Quem já conhece sabe que o universo de Game of Thrones é marcado por reis, disputas de poder e intrigas políticas. Já o cavaleiro dos sete reinos aposta em uma proposta diferente: uma história que nasce da plebe, mais ligada à honra do que às conspirações. Mesmo mudando o tom e deixando a narrativa menos complexa, Irá Parker acerta ao entender que essa série não precisa competir com a grandiosidade de Westeros para funcionar.
Sor Duncan surge com o arquétipo do gigante bonzinho, um homem simples que deseja se tornar um grande cavaleiro. Em sua jornada até o torneio, ele encontra Egg, o jovem aprendiz. A química entre os dois funcionam muito bem: Duncan representa força e honra, enquanto Egg representa a mente e a mudança.

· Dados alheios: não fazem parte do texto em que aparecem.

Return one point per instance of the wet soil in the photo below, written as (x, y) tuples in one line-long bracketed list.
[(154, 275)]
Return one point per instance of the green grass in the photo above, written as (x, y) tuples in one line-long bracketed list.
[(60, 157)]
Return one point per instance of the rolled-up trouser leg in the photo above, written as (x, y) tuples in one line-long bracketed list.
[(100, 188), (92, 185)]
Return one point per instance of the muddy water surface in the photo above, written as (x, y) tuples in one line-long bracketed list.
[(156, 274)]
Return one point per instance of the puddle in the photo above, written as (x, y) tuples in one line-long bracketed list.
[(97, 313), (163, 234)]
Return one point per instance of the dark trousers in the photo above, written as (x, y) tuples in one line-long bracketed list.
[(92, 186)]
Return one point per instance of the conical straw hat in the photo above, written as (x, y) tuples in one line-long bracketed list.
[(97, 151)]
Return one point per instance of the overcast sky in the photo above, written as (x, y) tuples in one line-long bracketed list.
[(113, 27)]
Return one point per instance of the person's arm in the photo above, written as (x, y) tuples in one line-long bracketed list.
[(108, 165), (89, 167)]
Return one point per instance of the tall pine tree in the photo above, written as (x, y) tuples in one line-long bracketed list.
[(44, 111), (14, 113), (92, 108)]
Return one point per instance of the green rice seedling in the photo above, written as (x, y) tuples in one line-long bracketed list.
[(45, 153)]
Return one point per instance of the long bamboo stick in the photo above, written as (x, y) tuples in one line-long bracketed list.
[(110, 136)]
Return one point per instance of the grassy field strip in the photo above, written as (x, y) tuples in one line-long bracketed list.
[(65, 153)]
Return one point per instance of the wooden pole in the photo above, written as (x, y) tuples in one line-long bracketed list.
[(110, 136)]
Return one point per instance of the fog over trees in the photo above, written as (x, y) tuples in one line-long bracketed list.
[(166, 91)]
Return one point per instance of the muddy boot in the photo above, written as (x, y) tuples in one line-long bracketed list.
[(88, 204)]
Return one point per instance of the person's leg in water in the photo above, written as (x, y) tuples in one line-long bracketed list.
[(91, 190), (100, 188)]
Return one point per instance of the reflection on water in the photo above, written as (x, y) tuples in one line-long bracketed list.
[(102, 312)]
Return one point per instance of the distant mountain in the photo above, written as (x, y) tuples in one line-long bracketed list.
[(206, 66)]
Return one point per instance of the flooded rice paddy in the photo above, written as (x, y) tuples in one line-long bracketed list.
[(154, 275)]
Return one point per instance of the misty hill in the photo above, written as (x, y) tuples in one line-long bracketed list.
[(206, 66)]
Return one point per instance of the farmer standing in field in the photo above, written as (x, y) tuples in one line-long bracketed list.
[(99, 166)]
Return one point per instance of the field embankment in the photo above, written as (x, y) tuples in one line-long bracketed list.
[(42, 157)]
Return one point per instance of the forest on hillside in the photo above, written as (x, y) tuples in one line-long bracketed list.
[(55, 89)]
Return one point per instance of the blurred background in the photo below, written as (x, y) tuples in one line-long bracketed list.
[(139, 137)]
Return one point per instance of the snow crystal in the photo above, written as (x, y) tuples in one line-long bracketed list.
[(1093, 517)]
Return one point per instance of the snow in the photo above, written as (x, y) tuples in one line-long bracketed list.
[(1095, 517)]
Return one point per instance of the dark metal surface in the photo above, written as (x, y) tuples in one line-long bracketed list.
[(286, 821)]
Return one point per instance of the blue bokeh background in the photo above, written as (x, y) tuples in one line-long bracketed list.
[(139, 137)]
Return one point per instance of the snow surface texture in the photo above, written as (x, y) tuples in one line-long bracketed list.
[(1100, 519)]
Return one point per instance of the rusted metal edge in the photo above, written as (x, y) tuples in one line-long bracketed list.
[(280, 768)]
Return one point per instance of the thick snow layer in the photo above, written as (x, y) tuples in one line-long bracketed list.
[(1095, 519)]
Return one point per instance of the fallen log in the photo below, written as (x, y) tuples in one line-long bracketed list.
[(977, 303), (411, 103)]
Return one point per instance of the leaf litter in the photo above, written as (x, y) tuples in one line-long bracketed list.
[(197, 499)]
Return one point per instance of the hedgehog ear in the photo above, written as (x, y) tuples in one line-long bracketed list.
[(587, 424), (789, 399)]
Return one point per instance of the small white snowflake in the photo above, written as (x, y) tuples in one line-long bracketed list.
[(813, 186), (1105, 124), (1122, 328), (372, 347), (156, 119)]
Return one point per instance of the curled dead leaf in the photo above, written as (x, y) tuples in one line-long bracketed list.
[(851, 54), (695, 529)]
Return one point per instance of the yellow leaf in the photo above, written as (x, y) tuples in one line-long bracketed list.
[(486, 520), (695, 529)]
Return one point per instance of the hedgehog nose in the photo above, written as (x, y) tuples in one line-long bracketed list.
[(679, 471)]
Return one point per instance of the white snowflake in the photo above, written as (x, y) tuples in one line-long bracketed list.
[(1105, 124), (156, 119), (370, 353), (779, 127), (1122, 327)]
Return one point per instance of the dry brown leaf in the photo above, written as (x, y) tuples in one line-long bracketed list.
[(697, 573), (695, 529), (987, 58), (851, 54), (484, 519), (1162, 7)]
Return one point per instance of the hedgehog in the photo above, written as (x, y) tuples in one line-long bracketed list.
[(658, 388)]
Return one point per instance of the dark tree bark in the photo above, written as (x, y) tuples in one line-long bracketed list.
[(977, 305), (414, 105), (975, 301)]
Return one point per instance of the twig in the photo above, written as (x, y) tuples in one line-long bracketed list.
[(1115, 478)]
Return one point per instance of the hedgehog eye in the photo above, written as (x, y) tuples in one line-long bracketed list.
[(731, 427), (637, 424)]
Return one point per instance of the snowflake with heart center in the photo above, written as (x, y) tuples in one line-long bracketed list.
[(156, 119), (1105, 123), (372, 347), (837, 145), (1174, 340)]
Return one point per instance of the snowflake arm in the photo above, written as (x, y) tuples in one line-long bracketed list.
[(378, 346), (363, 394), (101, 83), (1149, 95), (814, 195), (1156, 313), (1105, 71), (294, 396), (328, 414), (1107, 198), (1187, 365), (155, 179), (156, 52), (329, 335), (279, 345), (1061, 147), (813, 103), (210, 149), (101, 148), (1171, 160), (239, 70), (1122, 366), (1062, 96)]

Ao longo da jornada, Egg demonstra ser mais complexo do que aparenta, carregando questionamentos sobre a nobreza e um incômodo com os privilégios do sistema. Duncan, por sua vez, simboliza a bondade em um mundo que parece apodrecer. Diferente da proposta de Game of Thrones, aqui fazer o bem não é ingenuidade, é uma possibilidade real de transformação. Há esperança este mundo ainda irá te recompensar. Egg sabe disso e por isso quer seguir Duncan.
A série por sua vez acaba sendo mais realista até no combate mostrando o peso das armadura e a dificuldade de locomoção onde o combate era bem mais difícil do que normalmente são mostrados em série e filmes épicos.
A série da escala é menor acontecendo em menos espaços e cenários mas ainda sim não perde sua grandiosidade isso aproxima ainda mais o telespectador dos personagem criando um grande vínculo com a dupla.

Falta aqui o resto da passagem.